I’ve written about this subject before. More and more I meet owners who extoll the virtues of raw food. However, this is a controversial area with little research done into the safety of this approach. My vet, for instance, would not dream of it.
Unfortunately, there is much written about raw diets, none of which relies on any scientific basis. Personally, I liken it to playing Russian roulette with a dogs health.
Whilst investigating some gut issues relating to my dog, I paid a visit to MSDs Veterinary manual (online) – this is written by highly qualified vets and is, certainly worth a read.
Away from the febrile responses received when daring to question this approach, it is worth looking at what MSD vets think about raw diets. Readers can, of course, form their own views.

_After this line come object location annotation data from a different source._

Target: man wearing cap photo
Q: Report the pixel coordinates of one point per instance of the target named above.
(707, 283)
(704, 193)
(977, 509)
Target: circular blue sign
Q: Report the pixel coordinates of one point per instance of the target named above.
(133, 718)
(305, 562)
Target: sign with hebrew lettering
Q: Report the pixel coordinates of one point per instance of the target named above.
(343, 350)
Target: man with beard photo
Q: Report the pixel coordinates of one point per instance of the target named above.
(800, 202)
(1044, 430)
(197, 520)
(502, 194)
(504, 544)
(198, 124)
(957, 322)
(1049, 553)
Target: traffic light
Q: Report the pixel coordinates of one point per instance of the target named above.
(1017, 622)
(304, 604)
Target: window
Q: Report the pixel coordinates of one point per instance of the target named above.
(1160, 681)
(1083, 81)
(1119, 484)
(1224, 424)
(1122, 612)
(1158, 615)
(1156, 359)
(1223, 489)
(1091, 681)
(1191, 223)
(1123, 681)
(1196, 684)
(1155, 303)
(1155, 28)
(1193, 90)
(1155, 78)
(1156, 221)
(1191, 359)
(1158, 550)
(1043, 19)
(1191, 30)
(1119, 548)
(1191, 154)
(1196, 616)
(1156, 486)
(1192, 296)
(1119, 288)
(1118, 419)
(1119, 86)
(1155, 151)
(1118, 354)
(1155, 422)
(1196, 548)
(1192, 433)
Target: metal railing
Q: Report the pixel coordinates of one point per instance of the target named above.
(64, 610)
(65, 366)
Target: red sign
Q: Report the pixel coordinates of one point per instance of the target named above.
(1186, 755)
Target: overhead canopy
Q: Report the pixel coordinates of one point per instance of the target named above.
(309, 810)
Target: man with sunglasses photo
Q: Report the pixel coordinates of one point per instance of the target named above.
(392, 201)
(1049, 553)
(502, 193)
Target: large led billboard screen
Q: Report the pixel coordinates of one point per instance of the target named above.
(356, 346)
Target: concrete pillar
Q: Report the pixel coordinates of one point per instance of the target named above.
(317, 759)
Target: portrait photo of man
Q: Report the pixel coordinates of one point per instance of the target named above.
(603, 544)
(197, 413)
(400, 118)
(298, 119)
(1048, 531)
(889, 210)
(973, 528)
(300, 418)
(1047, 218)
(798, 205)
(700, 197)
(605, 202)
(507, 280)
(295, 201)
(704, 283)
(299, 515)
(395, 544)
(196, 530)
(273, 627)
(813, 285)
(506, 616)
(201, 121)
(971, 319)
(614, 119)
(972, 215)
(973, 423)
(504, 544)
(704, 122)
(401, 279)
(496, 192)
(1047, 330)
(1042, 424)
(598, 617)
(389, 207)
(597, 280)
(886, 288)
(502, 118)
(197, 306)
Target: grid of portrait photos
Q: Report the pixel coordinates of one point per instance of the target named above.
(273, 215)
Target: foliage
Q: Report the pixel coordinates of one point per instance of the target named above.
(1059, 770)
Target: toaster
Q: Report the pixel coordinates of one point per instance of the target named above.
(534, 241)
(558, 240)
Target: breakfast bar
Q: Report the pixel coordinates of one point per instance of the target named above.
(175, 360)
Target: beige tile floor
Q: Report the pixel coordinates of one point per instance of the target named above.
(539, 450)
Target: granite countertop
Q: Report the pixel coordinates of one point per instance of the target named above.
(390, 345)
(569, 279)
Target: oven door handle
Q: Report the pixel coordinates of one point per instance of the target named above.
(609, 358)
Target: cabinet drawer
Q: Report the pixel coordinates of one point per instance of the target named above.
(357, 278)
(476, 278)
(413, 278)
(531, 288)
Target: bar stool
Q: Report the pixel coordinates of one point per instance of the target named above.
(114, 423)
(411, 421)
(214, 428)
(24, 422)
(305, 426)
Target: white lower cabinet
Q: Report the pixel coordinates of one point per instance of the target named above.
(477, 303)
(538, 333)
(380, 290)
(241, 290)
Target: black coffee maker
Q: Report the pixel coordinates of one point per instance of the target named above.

- there is very little quality research on raw diets
- the American Animal Hospital Association, the American Veterinary Association and the Canadian Veterinary Medical Association all discourage the feeding of raw diets
- raw chicken is a common source of Salmonella
- 21-44% of chicken for human consumption is contaminated with Salmonella
- 44% of dogs fed with raw chicken will excrete Salmonella in their faeces for as long as 7 days
- beef and pork contamination rates for Salmonella range from 3.5-4%. However, they are a source of other pathogens:
- E coli 0157:H7
- Listeria 25-52%
- Listeria spp is estimated to be present in 15-34% of chicken
- potential pathogens are not fully destroyed by freezing or freeze-drying
- nutrient imbalances are a concern
- raw meat and bones carry the risk of foreign bodies causing oesophageal and intestinal perforation
- raw diet supporters often cite that dogs are descendants of wolves – another contentious view:
- a dog genome differs in 36 areas from wolves. 10 of these regions play critical roles in starch digestion and fat metabolism
- zoonotic (cross-species) risks can be associated with feeding commercial of home-prepared raw diets
The above are some of the issues associated with adopting raw diets for our dogs.
I have seen no scientific evidence that would support the use of raw diets in our dogs. Certainly, it is not a risk I would recommend. I, of course, feed my dog a varied diet that includes meat. But, the meat is cooked.